I’m from the UK and our traditional culture enthusiastically embraces alcohol. Just as Eskimos have 100 different words for snow, we in England and Scotland certainly understand and can sometimes articulate in every manifold dialect of hangover.

I also have a theory that being hungover is a sort of simulation of the kind of attrition that warfare inflicts on the human individual. So if you are Viking-descended, but not allowed to train all the time in combat, because your folks are poor and can’t underwrite the possibility you might hurt the progeny of a more important family; maybe you can still harden yourself to the demands of a military expedition by partying hard tonight and laughing through the pain of the next morning.
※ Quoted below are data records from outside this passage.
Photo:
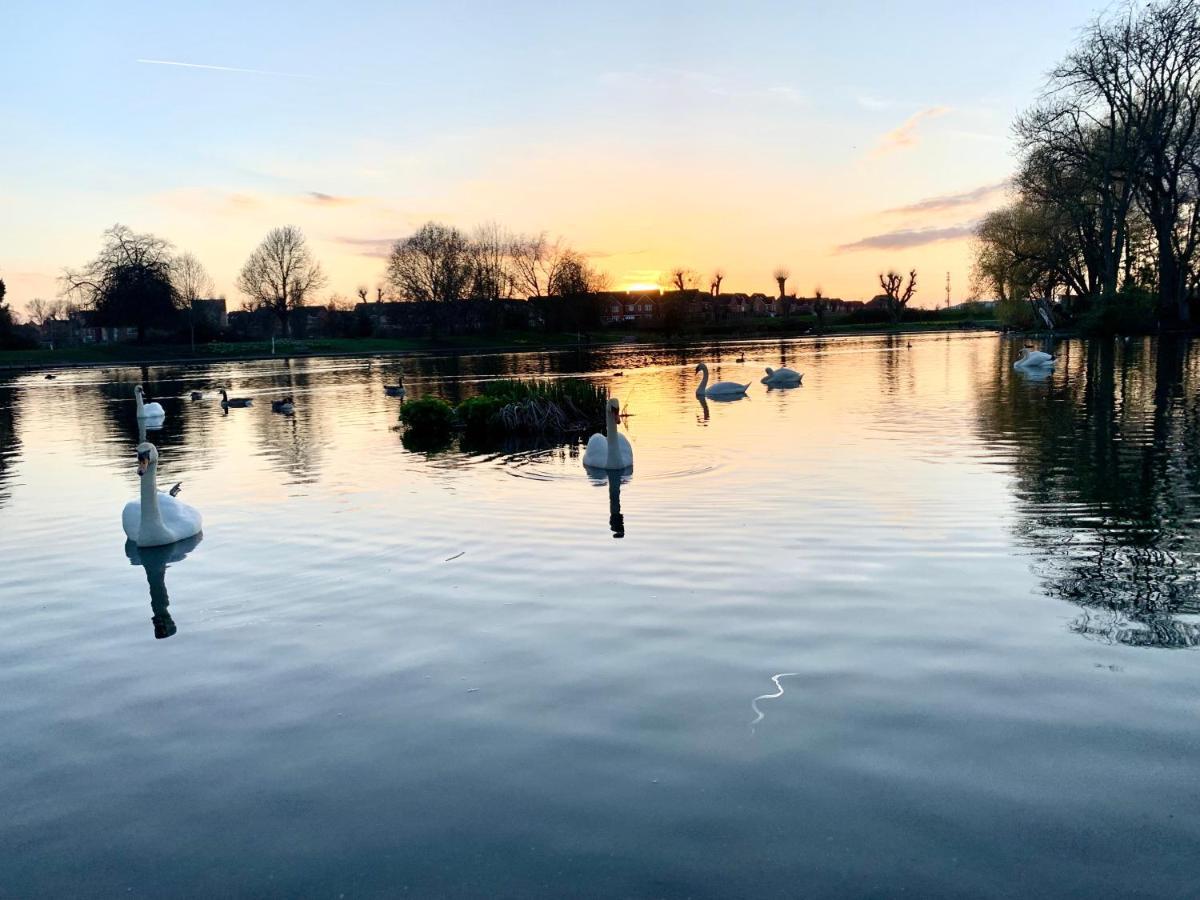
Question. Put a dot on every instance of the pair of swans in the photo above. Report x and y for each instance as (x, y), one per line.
(783, 377)
(157, 519)
(719, 390)
(1031, 359)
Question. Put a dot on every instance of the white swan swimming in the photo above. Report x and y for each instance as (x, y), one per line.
(148, 411)
(783, 377)
(721, 389)
(611, 451)
(156, 519)
(1033, 359)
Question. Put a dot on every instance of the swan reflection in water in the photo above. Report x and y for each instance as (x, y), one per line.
(616, 478)
(155, 561)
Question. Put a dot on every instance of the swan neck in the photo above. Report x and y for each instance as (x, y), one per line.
(613, 444)
(150, 513)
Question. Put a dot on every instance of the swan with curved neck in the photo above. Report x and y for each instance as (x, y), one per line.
(721, 389)
(156, 519)
(238, 402)
(783, 377)
(611, 450)
(148, 411)
(1033, 359)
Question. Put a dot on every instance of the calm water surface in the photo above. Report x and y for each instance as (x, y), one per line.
(923, 625)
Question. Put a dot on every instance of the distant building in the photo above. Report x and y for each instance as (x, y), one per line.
(85, 330)
(213, 311)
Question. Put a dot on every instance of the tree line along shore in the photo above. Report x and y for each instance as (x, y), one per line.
(442, 287)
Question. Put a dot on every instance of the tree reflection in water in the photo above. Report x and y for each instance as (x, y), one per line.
(1107, 455)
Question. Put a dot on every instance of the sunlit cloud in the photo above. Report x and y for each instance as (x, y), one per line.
(905, 136)
(953, 201)
(328, 199)
(373, 247)
(906, 238)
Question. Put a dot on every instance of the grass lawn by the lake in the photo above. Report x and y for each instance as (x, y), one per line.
(132, 353)
(124, 353)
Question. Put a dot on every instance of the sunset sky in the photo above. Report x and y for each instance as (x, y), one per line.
(837, 139)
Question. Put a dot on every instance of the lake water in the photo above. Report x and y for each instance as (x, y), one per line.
(922, 625)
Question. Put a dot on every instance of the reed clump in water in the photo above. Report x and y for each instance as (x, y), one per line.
(535, 407)
(514, 407)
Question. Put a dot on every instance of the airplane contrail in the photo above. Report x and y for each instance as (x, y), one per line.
(221, 69)
(259, 71)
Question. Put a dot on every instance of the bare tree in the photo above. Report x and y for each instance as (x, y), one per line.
(683, 279)
(1135, 79)
(781, 275)
(191, 280)
(129, 282)
(491, 261)
(534, 261)
(431, 264)
(280, 274)
(898, 294)
(715, 285)
(574, 276)
(41, 311)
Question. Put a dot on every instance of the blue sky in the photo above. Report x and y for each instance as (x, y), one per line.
(705, 135)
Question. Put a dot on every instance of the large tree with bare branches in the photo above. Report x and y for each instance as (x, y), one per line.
(281, 274)
(433, 263)
(535, 261)
(129, 283)
(897, 294)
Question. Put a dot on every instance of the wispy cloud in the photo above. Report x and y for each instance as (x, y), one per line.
(373, 247)
(268, 72)
(610, 253)
(905, 135)
(952, 201)
(906, 238)
(328, 199)
(664, 79)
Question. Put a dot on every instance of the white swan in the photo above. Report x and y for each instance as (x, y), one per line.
(156, 519)
(148, 411)
(721, 389)
(783, 377)
(1033, 359)
(612, 451)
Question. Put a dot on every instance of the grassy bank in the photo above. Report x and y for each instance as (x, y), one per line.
(115, 354)
(129, 353)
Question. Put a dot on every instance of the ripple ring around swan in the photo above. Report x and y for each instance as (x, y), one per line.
(754, 703)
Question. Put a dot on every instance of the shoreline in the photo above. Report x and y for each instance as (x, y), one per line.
(157, 358)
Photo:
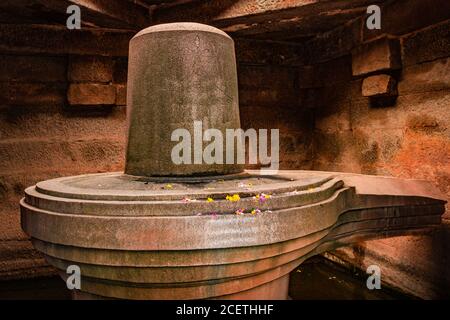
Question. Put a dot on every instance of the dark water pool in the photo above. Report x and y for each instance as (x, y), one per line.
(316, 278)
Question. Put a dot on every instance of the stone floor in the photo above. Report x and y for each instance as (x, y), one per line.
(316, 279)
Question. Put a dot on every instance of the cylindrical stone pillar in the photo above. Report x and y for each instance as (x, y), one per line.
(178, 74)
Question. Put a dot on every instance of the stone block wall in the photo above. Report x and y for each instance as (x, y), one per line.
(378, 113)
(62, 112)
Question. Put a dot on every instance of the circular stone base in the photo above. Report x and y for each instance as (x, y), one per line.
(215, 237)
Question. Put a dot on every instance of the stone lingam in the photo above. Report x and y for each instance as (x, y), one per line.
(162, 230)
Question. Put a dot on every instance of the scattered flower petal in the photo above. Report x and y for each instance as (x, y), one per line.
(233, 198)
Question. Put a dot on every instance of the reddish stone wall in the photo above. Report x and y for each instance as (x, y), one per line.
(408, 138)
(61, 113)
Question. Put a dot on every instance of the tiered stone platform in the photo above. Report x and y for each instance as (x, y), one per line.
(160, 238)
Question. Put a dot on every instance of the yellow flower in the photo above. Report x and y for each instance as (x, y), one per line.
(233, 198)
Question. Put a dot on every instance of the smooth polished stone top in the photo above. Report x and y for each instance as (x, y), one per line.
(181, 26)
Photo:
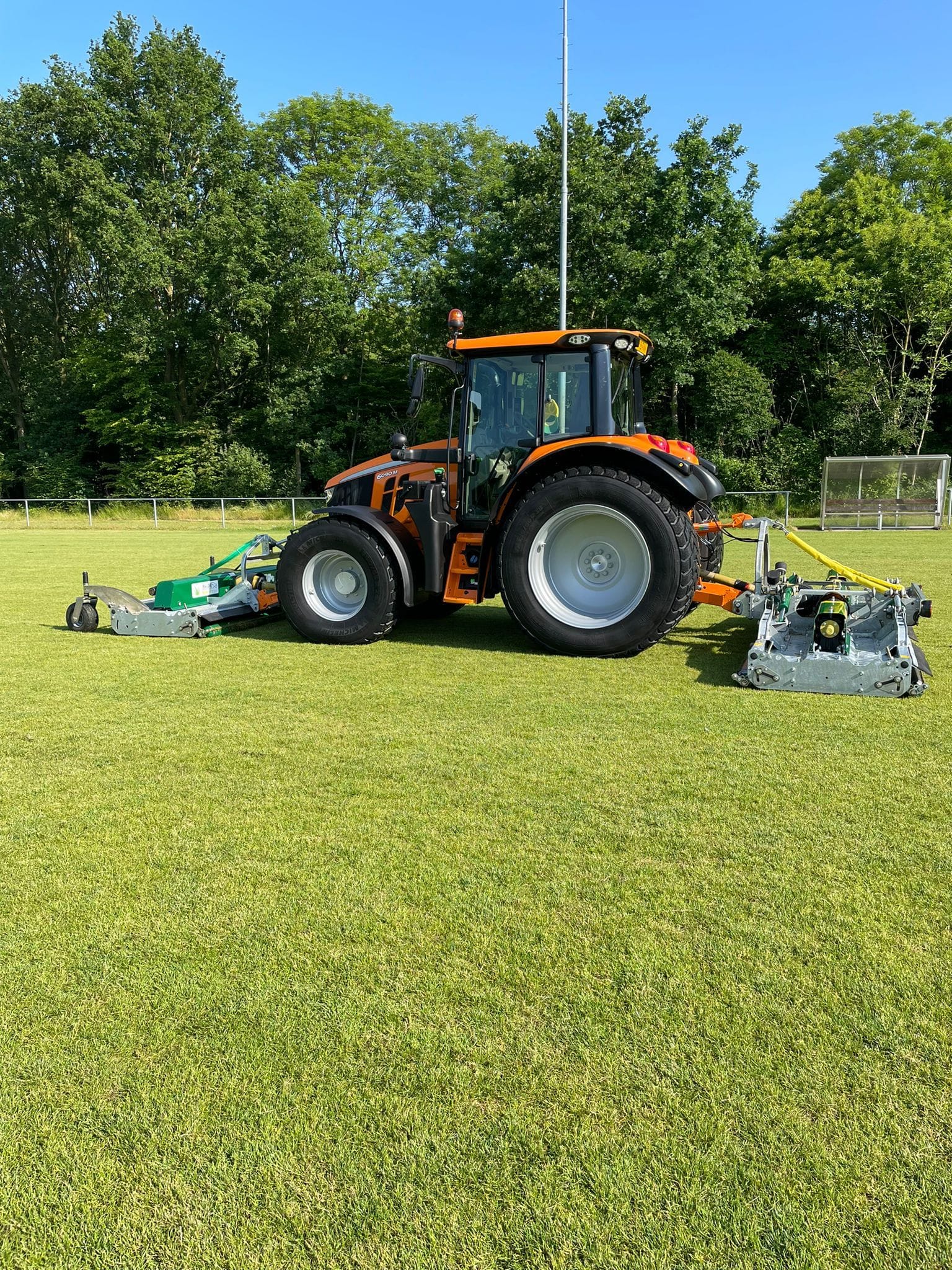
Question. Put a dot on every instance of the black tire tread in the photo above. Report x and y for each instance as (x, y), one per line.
(683, 533)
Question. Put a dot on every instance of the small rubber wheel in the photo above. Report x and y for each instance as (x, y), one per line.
(335, 585)
(87, 621)
(710, 546)
(597, 563)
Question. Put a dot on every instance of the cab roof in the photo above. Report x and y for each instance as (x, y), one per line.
(639, 343)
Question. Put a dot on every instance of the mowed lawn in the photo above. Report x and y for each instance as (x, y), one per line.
(447, 953)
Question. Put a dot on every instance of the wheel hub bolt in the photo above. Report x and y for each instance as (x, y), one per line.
(599, 563)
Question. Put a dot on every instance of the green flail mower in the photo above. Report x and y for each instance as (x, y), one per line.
(239, 590)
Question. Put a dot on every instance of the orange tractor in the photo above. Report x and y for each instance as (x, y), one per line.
(549, 491)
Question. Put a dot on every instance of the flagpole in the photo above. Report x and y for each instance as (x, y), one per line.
(564, 213)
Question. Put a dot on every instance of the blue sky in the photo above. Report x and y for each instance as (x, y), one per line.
(791, 75)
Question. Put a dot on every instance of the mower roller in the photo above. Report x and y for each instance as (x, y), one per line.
(550, 492)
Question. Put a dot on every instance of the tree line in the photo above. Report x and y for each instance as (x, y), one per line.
(196, 305)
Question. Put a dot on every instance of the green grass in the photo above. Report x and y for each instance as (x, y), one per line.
(444, 953)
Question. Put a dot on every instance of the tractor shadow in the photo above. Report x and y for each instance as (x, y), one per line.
(483, 629)
(715, 652)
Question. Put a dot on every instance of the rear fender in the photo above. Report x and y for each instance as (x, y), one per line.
(402, 545)
(682, 482)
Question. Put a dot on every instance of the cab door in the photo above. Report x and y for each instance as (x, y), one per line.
(501, 427)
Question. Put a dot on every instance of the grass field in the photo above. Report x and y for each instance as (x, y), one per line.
(444, 953)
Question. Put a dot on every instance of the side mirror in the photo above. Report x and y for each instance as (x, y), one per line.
(398, 445)
(415, 393)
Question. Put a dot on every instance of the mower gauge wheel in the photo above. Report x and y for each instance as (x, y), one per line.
(87, 621)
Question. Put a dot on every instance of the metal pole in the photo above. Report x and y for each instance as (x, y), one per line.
(564, 215)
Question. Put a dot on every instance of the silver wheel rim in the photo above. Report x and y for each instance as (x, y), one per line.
(334, 586)
(589, 567)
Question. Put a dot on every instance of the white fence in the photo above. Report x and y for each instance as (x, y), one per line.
(298, 506)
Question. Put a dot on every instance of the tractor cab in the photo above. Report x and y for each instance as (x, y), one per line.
(540, 389)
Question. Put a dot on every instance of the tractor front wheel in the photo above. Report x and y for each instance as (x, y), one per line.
(597, 563)
(335, 585)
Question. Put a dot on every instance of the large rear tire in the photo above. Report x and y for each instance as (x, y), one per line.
(335, 585)
(597, 563)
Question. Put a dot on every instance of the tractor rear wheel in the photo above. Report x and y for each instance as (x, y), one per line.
(597, 563)
(335, 585)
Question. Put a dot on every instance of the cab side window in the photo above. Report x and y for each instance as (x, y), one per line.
(566, 408)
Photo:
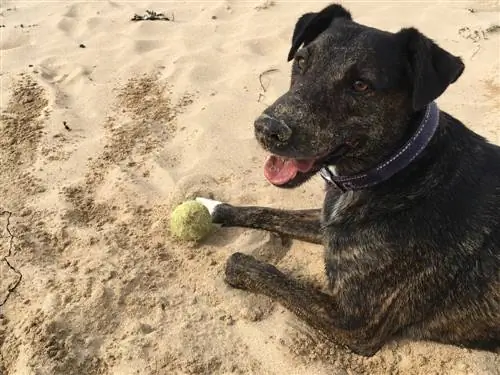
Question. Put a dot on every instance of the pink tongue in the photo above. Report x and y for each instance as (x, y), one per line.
(279, 171)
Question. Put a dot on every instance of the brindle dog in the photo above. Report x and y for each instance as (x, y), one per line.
(414, 253)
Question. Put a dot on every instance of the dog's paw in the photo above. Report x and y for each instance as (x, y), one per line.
(223, 214)
(210, 204)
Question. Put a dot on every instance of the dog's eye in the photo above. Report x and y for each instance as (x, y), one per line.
(301, 63)
(360, 86)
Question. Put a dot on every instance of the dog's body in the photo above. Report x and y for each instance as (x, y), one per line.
(414, 255)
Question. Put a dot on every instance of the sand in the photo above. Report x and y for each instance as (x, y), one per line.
(107, 123)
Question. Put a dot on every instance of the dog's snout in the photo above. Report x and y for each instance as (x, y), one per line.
(272, 128)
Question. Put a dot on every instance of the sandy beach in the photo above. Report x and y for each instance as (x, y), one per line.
(107, 123)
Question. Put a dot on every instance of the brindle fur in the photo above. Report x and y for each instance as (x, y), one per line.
(416, 256)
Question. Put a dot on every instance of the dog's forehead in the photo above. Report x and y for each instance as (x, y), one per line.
(356, 37)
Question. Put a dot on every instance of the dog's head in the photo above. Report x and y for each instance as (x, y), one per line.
(354, 90)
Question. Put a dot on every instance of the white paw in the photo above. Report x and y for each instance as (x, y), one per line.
(210, 204)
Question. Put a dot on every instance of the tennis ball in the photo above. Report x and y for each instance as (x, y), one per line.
(190, 221)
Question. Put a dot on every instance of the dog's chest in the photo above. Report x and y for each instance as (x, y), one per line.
(337, 206)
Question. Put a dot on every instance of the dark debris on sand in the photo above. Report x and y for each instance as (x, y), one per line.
(151, 15)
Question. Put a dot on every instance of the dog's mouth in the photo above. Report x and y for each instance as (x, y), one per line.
(279, 170)
(283, 171)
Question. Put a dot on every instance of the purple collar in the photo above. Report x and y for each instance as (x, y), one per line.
(400, 160)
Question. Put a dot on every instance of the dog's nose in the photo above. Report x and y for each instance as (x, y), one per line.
(272, 128)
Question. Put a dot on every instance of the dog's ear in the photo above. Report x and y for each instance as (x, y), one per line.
(432, 69)
(310, 25)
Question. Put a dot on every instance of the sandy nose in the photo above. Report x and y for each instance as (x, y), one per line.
(272, 128)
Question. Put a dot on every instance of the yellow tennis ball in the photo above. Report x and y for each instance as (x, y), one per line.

I think the trick is never to let the drunk-writer write cheques the drunk-coder can’t cash :grin:


Hell, this happens to sober-writer-me on the regular.


I like my coffee really strong and then I add heavy whipping cream and liquid Sucralose. Daily brew is Folgers “dark silk” with some cinnamon sprinkled on the grounds, but on special occasions I will brew Green Mountain’s “Dark Magic” blend.

I usually nurse a tall cup of coffee throughout my daytime work at home shift and occasionally have an evening cup if I don’t need to go to sleep and wake up early.


Somehow I had a feeling that you’d like strong coffee! That sounds delicious, though, with the whipping cream. I haven’t heard of sprinkling cinnamon over grounds before, but that’s intriguing.